Encabeza la representación institucional el rey de España, a quien acompañan el jefe del Gobierno español, Mariano Rajoy, el presidente de Cataluña, Carles Puigdemont, y la alcaldesa de Barcelona, Ada Colau, entre otros.
Una única pancarta con el lema en catalán "No tinc por" ("No tengo miedo") abre la manifestación, que acabará en la Plaza de Cataluña, justo al lado de La Rambla, el lugar donde uno de los terroristas atropelló a decenas de personas con un furgoneta el 17 de agosto y causó 13 muertos y más de cien heridos.
La manifestación, que comenzó a las 18.00 horas locales (16.00 GMT), fue convocada por el Ayuntamiento de Barcelona y el Gobierno regional de Cataluña.
Llevan la pancarta miembros de los cuerpos de seguridad, servicios de emergencias, comunidades musulmanas y asociaciones vecinales, ciudadanas y comerciales y grupos profesionales que ayudaron a las víctimas en un primer momento.

Tras la cabecera desfilan familiares de víctimas de los atentados de Barcelona y Cambrils -que causaron en total 15 muertos y más de cien heridos- y una delegación de organizaciones que trabajan a favor de la paz, contra el racismo y en defensa de los derechos humanos.
A continuación caminan los representantes de las más altas instituciones del Estado español, Cataluña, resto de regiones y principales ciudades de España, así como líderes de los partidos políticos.

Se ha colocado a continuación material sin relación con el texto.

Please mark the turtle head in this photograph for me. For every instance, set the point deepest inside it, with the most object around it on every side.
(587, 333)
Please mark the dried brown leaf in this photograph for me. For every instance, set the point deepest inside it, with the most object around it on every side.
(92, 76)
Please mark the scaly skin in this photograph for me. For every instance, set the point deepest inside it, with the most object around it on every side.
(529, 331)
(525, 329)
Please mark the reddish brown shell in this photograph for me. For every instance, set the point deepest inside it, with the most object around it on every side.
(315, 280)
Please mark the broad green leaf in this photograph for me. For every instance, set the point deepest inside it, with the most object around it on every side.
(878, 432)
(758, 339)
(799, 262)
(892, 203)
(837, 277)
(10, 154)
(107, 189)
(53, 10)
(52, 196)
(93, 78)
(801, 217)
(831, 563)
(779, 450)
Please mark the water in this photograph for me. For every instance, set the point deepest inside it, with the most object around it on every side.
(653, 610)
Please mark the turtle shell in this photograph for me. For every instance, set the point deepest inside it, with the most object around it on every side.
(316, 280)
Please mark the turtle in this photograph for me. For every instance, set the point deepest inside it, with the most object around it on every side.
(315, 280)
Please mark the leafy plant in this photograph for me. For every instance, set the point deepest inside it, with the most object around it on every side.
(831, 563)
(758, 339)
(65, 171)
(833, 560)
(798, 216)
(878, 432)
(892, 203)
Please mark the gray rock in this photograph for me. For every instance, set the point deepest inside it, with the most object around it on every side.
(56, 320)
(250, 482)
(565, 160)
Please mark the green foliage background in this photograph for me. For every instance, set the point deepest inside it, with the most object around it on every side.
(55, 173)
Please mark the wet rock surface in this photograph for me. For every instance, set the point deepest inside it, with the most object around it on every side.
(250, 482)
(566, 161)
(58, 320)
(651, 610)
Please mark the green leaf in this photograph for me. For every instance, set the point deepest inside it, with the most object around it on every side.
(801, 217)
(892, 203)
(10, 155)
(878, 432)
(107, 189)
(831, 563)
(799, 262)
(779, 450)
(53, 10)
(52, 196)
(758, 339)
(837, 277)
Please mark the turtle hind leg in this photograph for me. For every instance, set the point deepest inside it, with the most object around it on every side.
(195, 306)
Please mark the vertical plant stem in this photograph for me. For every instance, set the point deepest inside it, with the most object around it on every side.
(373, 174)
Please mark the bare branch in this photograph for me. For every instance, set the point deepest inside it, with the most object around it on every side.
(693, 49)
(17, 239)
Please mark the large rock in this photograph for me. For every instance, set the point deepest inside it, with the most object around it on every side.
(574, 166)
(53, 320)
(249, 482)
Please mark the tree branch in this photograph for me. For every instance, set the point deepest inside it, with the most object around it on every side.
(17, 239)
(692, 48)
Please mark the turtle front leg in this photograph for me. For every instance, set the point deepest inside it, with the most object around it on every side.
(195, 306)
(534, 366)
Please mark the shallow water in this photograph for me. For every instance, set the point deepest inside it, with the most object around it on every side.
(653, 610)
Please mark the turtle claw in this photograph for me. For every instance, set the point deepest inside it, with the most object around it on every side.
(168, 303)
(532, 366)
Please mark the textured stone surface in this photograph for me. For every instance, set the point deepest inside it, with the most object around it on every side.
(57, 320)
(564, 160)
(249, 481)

Es la primera vez que un rey participa en una manifestación en la historia de la democracia española, si bien Felipe VI encabezó la de Madrid de 2004, cuando era príncipe, tras los atentados del 11 de marzo de ese año en la capital, que causaron 193 muertos y más de 1.700 heridos.
Con esta "gran manifestación", Barcelona quiere lanzar un mensaje "a favor de la paz, contra la violencia, contra el terrorismo y sobre todo en solidaridad con las víctimas", explicó la alcaldesa de la ciudad, que desfiló en segunda fila como el resto de las autoridades.
"Momentos muy duros"

Al volante de una camioneta blanca, el 17 de agosto un joven marroquí embistió el paseo peatonal de las turísticas Ramblas y arrolló a cientos de personas matando a 13 e hiriendo a 120 de 35 nacionalidades.
Después mató a puñaladas a un automovilista para escapar en su vehículo. La policía lo localizó y abatió el lunes a unos 50 km de la ciudad.

Mientras tanto, sus compañeros, cinco muchachos marroquíes de 17 a 24 años que crecieron en Ripoll, un apacible pueblo de los Pirineos, intentaron otro atropellamiento masivo en una pequeña localidad costera, Cambrils, matando a una mujer antes de ser abatidos por la policía.
Miles de personas se manifestaron en Cambrils el viernes y otras se disponían a hacerlo el sábado en Ripoll, al igual que en grandes ciudades de España como Madrid, Valencia o Vigo.